There are two aspects of the term “Euro Dane” that I would like to address. First, the actual type difference seen in different countries. Second, the sales tactic of breeders who claim they have Euro Dane puppies.
It should be known that the Great Dane standard is virtually the same, world over. Check out the Great Dane Club of America’s Illustrated Standard and the FCI (Federation Cynologique Internationale) Illustrated Standard.
There is, however, some variance in type preference. Some countries do prefer a heavier, more Mastiff looking, type. Some variance in type is acceptable, however when the type variance becomes so drastic that the dog no longer resembles the original breed, there is a problem.
I would like to point out the first few lines from the GDCA standard:
The Great Dane combines, in its regal appearance, dignity, strength and elegance with great size and a powerful, well-formed, smoothly muscled body.
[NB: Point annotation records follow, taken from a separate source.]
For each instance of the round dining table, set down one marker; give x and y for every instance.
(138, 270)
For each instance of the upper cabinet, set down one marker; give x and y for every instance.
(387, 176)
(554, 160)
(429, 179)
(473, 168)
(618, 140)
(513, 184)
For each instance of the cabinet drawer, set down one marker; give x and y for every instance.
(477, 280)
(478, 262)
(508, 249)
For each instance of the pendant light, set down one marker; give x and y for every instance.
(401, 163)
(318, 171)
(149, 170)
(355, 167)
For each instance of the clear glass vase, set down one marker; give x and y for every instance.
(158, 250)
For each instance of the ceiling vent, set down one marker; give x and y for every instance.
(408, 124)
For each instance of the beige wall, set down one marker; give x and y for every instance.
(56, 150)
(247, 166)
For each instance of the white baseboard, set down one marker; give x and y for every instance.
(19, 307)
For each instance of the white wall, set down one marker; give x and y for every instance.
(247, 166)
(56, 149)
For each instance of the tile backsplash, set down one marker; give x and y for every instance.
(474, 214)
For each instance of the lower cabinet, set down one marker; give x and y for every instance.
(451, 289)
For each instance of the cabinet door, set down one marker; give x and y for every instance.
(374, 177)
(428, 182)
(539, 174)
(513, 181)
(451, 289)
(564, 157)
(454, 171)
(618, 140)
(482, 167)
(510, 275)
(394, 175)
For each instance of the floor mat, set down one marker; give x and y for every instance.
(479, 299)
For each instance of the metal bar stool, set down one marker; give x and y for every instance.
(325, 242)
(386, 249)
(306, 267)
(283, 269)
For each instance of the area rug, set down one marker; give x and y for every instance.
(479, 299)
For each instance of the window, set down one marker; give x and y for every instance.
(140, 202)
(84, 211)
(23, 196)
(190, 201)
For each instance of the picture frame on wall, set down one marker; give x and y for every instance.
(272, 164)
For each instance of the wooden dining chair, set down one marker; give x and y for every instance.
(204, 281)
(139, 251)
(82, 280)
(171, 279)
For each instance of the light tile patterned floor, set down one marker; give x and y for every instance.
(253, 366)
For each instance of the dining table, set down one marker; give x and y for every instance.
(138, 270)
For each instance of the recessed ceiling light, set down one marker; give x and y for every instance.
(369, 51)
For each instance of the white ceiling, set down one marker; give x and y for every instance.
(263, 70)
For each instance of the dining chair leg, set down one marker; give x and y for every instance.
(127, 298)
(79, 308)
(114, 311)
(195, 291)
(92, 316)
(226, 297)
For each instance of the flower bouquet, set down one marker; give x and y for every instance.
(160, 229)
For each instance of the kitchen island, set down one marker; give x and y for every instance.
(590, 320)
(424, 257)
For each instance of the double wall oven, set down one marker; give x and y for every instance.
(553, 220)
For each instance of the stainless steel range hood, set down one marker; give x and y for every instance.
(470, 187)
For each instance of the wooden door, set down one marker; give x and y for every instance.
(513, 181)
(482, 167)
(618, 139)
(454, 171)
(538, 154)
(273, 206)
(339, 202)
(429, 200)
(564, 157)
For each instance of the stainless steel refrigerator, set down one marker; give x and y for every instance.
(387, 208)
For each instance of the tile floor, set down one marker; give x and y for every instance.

It is one of the giant working breeds, but is unique in that its general conformation must be so well balanced that it never appears clumsy, and shall move with a long reach and powerful drive.
Our Danes should not be confused with a Mastiff or a Greyhound. They should distinctively look like a Great Dane.
Breeders Offering Euro Dane Puppies
Respectfully, I have never seen a responsible breeder boast that their puppies are “Euro”. A good breeder understands a Dane is a Dane is a Dane. Country of origin is irrelevant. Even if they have imported puppies or bred to a dog from overseas, they do not need to make their dogs sound exotic to sell them.
A common ploy is to tout a percentage of “Euro” for a dog. If one pauses to consider this, they will understand that the immaterialness of this statement, because genetics do not work this way. I might be 25% (one grandparent) of certain ethnic background, but that does not mean I have exactly 25% of those genes. Quite possibly the other side of my family tree had a stronger genetic influence in my makeup. I may strongly resemble that one grandparent, or I might look nothing like them.
A breeder can claim anything they wish and it is up to the prospective buyer to do their research and make educated choices.
If you are considering importing a dog, do realize that there are bad (and good) breeders all over the world. A bad breeder thousands of miles away has an easier time pulling the wool over a prospective buyer’s eyes. Before one considers importing a dog into the States, consider that you are at an automatic disadvantage. Not being able to meet any of the puppy’s relatives, verify their living conditions in person, a possible language barriers with the breeder, and a huge distance gap if any problems arise.
Of course, there is also the cost of importing a dog. All of these reasons might play into why many buyers love the idea of purchasing Euro Danes from a breeder here in the States. Unfortunately, bad breeders know and take advantage of this, using the term as a buzz word to encourage sales.
Much more important than an exotic sounding claims are tangible things, which a buyer can verify themselves. Things like health testing, with results publicly displayed in the OFA database. A breeder’s involvement with their breed and their peers, verified via active membership in breed clubs. And, a good reputation with their peers. If you are looking at a breeder, do a reputation check with other breeders. Do not rely on handpicked references offered by the breeder, seek out their peers and ask them. Also important in a good breeding program is a some success in the show ring.